Talvez um dos setores "autóctones" da economia do Espírito Santo que mais estejam satisfazendo o desejo de políticos e de empresários locais de aos poucos retirar a economia do estado da sombra dos grandes produtores de commodities seja o de mármore e granito.

Abençoado com a existência no território de rochas dotadas de uma incrível variedade de cores – algo muito raro no mundo –, o Espírito Santo está sendo, de fato, bem-sucedido na tentativa de agregar valor ao trabalho de extração, que é comercialmente cada vez menos valorizado. As exportações capixabas desse produto na versão in natura caíram de US$ 730 milhões em 2007 para US$ 600 milhões em 2008 – a crise financeira apenas aprofundou uma tendência de queda já verificada em anos passados. No entanto, os fabricantes capixabas de máquinas e equipamentos destinados a extração e beneficiamento de rochas já conseguiram abocanhar pelo menos 70% desse mercado dentro do país, e foram os responsáveis diretos pelo surpreendente avanço das vendas de rochas polidas, de mais valor agregado, para o exterior.

"Graças às máquinas capixabas – que são mais baratas e tão eficientes como as similares estrangeiras –, as chapas polidas já correspondem a 90% do volume total embarcado", revela Jacqueline Donateli, presidente da Associação dos Fabricantes de Máquinas, Equipamentos e Insumos para o Setor de Rochas Ornamentais (MaqRochas). "Elas permitiram ao Espírito Santo ter hoje sob seu controle toda a cadeia produtiva desse segmento, que já nem de longe pode ser considerado apenas de exploração de uma commodity".

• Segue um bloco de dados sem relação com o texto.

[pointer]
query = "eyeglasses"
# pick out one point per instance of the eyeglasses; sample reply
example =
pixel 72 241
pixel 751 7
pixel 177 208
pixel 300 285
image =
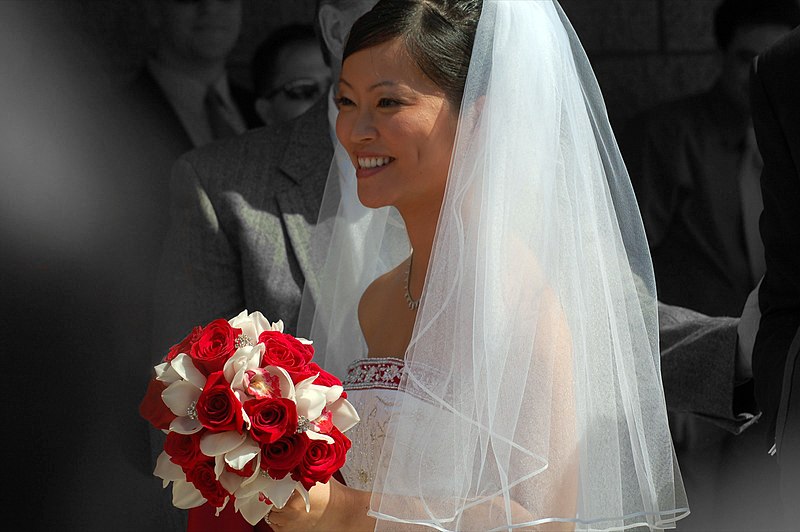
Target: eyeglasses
pixel 300 89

Jacqueline acha que o exemplo da cadeia de rochas deveria ser seguido por mais áreas da economia capixaba, e acredita que com o tempo isso acabará acontecendo – afinal, agregação de valor também é um sinônimo de mais lucros para as empresas.

A crença de Jacqueline, aliás, é bem fundamentada. A conversão em massa de uma economia baseada em commodities em outra centrada na produção de artigos de alto valor agregado tem precedentes no Brasil. São Paulo, por exemplo, começou a se industrializar na esteira da cultura do café, e virou uma potência industrial depois que a crise de 1929 mostrou que a dependência das cotações internacionais pode se tornar, às vezes, um péssimo negócio – como os capixabas estão sentindo agora na pele.